Orchestration of microtubules and the actin cytoskeleton in trichome cell shape determination by a plant-unique kinesin
Juan Tian,
Libo Han,
Zhidi Feng,
Guangda Wang,
Weiwei Liu,
Yinping Ma,
Yanjun Yu,
Zhaosheng Kong
Affiliations
Juan Tian
State Key Laboratory of Plant Genomics, Institute of Microbiology, Chinese Academy of Sciences, Beijing, China
Libo Han
State Key Laboratory of Plant Genomics, Institute of Microbiology, Chinese Academy of Sciences, Beijing, China
Zhidi Feng
State Key Laboratory of Plant Genomics, Institute of Microbiology, Chinese Academy of Sciences, Beijing, China
Guangda Wang
State Key Laboratory of Plant Genomics, Institute of Microbiology, Chinese Academy of Sciences, Beijing, China; University of Chinese Academy of Sciences, Beijing, China
Weiwei Liu
State Key Laboratory of Plant Genomics, Institute of Microbiology, Chinese Academy of Sciences, Beijing, China; University of Chinese Academy of Sciences, Beijing, China
Yinping Ma
State Key Laboratory of Plant Genomics, Institute of Microbiology, Chinese Academy of Sciences, Beijing, China; University of Chinese Academy of Sciences, Beijing, China
Yanjun Yu
State Key Laboratory of Plant Genomics, Institute of Microbiology, Chinese Academy of Sciences, Beijing, China
Zhaosheng Kong
State Key Laboratory of Plant Genomics, Institute of Microbiology, Chinese Academy of Sciences, Beijing, China
Microtubules (MTs) and actin filaments (F-actin) function cooperatively to regulate plant cell morphogenesis.
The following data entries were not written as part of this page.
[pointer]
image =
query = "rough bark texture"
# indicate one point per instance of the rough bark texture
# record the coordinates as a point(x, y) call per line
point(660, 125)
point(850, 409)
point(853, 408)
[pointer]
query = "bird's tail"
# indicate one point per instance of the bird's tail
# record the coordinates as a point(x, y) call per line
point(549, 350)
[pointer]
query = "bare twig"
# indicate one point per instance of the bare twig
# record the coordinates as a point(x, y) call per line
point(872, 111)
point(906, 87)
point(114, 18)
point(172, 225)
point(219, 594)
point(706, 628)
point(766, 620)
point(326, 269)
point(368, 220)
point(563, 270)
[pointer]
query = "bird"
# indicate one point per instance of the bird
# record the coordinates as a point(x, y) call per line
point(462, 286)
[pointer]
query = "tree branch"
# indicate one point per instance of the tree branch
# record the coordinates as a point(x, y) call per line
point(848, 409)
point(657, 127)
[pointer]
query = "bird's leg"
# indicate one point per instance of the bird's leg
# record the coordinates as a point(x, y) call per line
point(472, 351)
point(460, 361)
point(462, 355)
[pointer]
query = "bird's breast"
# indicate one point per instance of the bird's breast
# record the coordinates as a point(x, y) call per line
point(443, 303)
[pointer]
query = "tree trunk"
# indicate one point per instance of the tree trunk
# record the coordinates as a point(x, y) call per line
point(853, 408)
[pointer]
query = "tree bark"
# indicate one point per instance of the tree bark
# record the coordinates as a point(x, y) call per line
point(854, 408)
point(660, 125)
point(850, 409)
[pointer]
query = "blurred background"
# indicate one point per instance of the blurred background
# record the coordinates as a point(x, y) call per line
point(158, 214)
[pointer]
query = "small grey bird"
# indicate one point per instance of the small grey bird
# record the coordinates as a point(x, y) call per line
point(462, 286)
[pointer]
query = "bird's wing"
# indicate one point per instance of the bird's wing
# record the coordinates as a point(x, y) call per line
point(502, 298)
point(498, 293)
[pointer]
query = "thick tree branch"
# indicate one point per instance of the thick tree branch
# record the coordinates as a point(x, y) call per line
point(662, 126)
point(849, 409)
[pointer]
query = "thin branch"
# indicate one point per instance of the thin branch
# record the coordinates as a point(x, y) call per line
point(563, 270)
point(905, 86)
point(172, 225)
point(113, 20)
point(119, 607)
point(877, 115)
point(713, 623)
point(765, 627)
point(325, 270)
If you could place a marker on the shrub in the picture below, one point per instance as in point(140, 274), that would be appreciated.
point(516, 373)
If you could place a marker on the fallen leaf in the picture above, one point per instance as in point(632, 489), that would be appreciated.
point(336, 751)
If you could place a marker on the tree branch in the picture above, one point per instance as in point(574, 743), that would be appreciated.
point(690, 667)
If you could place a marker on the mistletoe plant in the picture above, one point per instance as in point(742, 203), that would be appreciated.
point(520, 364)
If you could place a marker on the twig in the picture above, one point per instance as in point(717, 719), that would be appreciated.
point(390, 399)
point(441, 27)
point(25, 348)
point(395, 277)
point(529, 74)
However, the mechanisms underlying the crosstalk between these two cytoskeletal systems, particularly in cell shape control, remain largely unknown. In this study, we show that introduction of the MyTH4-FERM tandem into KCBP (kinesin-like calmodulin-binding protein) during evolution conferred novel functions. The MyTH4 domain and the FERM domain in the N-terminal tail of KCBP physically bind to MTs and F-actin, respectively. During trichome morphogenesis, KCBP distributes in a specific cortical gradient and concentrates at the branching sites and the apexes of elongating branches, which lack MTs but have cortical F-actin. Further, live-cell imaging and genetic analyses revealed that KCBP acts as a hub integrating MTs and actin filaments to assemble the required cytoskeletal configuration for the unique, polarized diffuse growth pattern during trichome cell morphogenesis. Our findings provide significant insights into the mechanisms underlying cytoskeletal regulation of cell shape determination.